A straight forward way to connect PolyBase to your Hadoop text-delimited Hive tables is to use the DELIMITEDTEXT format method (non-ORC files). The only difference is that
with Hive tables, the file data has been internally migrated from a simple file
format into a Hive table. But, while it is treated as a Hive table, it is still
a file within Hadoop. And you can access that file using the PolyBase External
Table declaration syntax. (For ORC tables see
Connect PolyBase to your Hive ORC Table)
Before you can create an External Table in PolyBase, you
first need both an
External Data Source, and an appropriate
External File format. And like any text-delimited External Tables in PolyBase, you'll need
to define how the columns are delimited, the column names and data types, and
the physical location of the file on the Hadoop server.
To get started, first navigate to the Hive user interface in
Hadoop. For this example, we are using Hortonworks. With the UI open, select/click on the Tables
tab. This will show a listing of the Hive tables available.
HIVE table listing - notice the database name: xademo.
With the Table listing open, locate the table. Our target
table is call_detail_records. After
locating the table, select/click on it. This brings up the Table Metadata page.
Metadata page shows the column names and datatypes stored in
HIVE.
The Metadata page defines how Hive has named the column and their data type. We will need this to create our External Table. On the left, locate and select/click on the
View File Location action. This
takes you to the folder where the file is located, as well as providing the
actual file name stored in the Hive database.
File Browser - File Folder Location.
In our example, the file
and folder name to be used for the External Table is:
/apps/hive/warehouse/xademo.db/call_detail_records/cdrs.txt
In the file-folder name, notice the folder xademo.db. This represents
the Hive database named xademo. The next folder, call_detail_records is identical to the Hive table name. The last value, cdrs.txt, is the file name used within Hadoop on the server.
You will also notice that you are now in the File Browser, and not Hive.
Select/click the file (in our case cdrs.txt). This opens the
file in viewing mode, so you can discover the file delimiter being used by Hive. In our case, it is a pipe.

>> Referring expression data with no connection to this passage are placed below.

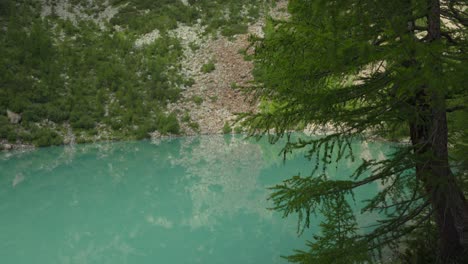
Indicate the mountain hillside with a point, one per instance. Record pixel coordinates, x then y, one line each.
80 71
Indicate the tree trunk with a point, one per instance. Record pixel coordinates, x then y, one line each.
429 137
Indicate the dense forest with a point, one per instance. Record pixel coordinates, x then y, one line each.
87 75
391 69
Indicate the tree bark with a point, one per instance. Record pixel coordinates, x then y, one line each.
429 137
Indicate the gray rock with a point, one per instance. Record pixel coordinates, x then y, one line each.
14 117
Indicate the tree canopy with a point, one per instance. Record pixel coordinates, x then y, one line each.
393 69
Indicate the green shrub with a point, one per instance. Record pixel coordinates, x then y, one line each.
227 128
85 122
168 124
235 29
144 130
197 100
186 118
189 82
43 137
208 67
194 126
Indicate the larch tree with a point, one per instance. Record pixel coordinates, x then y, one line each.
369 68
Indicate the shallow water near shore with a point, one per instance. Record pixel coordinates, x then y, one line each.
185 200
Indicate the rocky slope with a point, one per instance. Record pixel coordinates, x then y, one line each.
212 99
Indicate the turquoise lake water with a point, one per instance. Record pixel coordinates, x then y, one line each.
185 200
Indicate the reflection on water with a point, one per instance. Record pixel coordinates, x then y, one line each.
188 200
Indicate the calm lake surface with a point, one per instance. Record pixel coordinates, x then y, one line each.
186 200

Preview of the file data in Hadoop for the file cdrs.txt
For the Pipe delimiter, we'll need to create a new External File format, with this syntax:
CREATE
EXTERNAL FILE FORMAT Pipefile
WITH
(
FORMAT_TYPE = DELIMITEDTEXT
, FORMAT_OPTIONS (
FIELD_TERMINATOR = '|'
,USE_TYPE_DEFAULT = TRUE ),
DATA_COMPRESSION = 'org.apache.hadoop.io.compress.DefaultCodec'
);
Using the column and data type values discovered earlier, we
can now create the External Table using this syntax:
CREATE EXTERNAL TABLE [dbo].HIVE_asfile_cdrs (
PHONE varchar(100) NULL ,
TYPE_1 varchar(40) NULL ,
IN_OUT varchar(40) NULL ,
REC_LOCAL varchar(40) NULL ,
DURATION varchar(40) NULL ,
REC_DATE varchar(40) NULL ,
TIME_ varchar(40) NULL ,
ROAMING varchar(40) NULL ,
AMOUNT varchar(40) NULL ,
IN_NETWORK varchar(40) NULL ,
IS_PROMO varchar(40) NULL ,
TOLL_FREE varchar(40) NULL ,
BYTES varchar(40) NULL ,
TYPE_2 varchar(40) NULL
)
WITH (LOCATION='/apps/hive/warehouse/xademo.db/call_detail_records/cdrs.txt',
DATA_SOURCE
= hdp23 ,
FILE_FORMAT
= Pipefile
);
With the External Table created, test the connection by
running a simple SELECT. If all goes well, your Hive table is now available via
a PolyBase connection.